The users of WhatsApp who shared the video in India did not know its source and the existence of an ending that completely changed the meaning of what the images showed. In addition, it was accompanied by texts that warned of danger in specific cities, such as Bangalore.

Suddenly, a warning video became the definitive proof of the increase in cases of child abductions. The collective hysteria, in addition, was magnified supported by local news that warned of the arrival of thousands of kidnappers from the south of the country.

Fruit of fear and confusion, a citizen who had arrived in Bangalore to look for work, Kaalu Ram, was accused by a crowd of being a kidnapper of children. Amid accusations and violent gestures, Kaalu was bound and beaten by the people who had surrounded him. He did not arrive alive at the hospital.

Local police have begun to monitor the false news and accusations circulating on the network and, likewise, has started an information campaign to prevent similar events from happening again in the future.

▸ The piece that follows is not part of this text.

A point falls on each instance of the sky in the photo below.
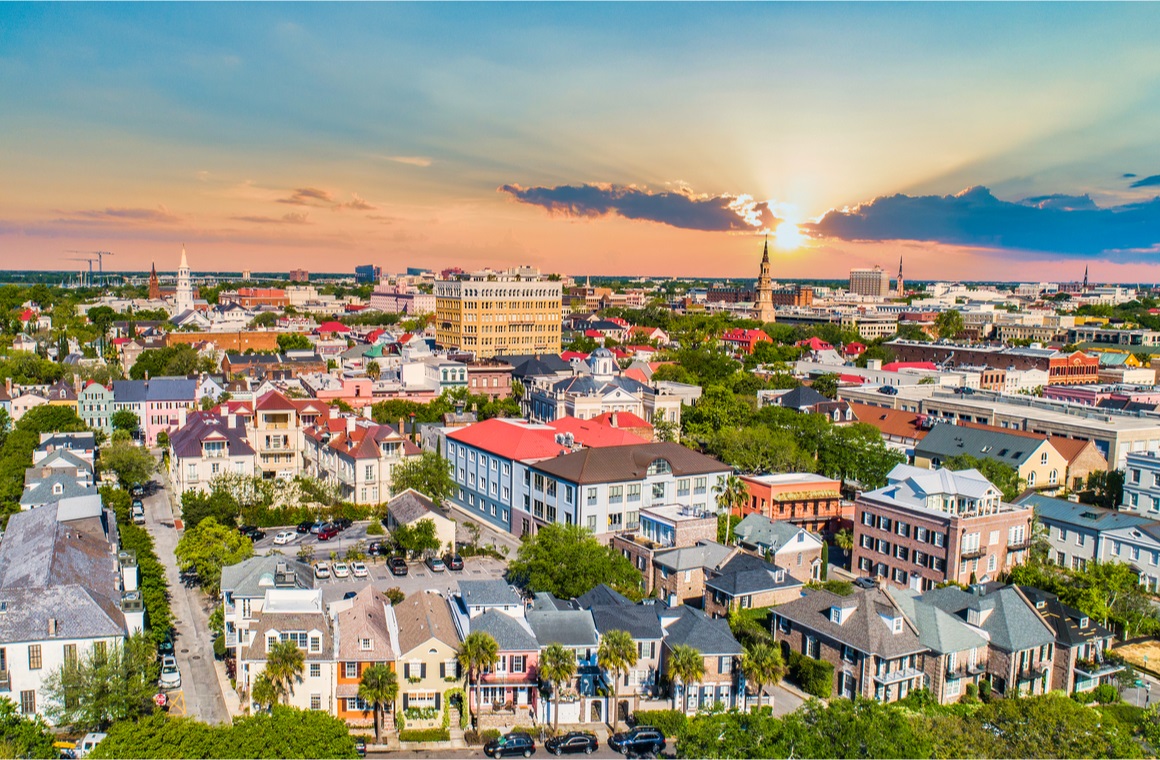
(972, 140)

Meanwhile, the cases have been accumulating. Recently, a group of more than 50 villagers ended the lives of two men they suspected. A false message that began to be shared by WhatsApp reported that 500 people disguised as beggars were in the area willing to kill anyone to traffic their organs. The fear, born on the mobile screens, took the mob to two innocent people and skewed their lives.

Although Mark Zuckerberg has explained on more than one occasion the work of the platform to put an end to the false news on Facebook, he has never introduced similar tools to stop the circulation of this type of messages on WhatsApp.

Of course, WhatsApp recently indicates when a message is not original and, instead, has been forwarded as is. Obviously, it is not enough.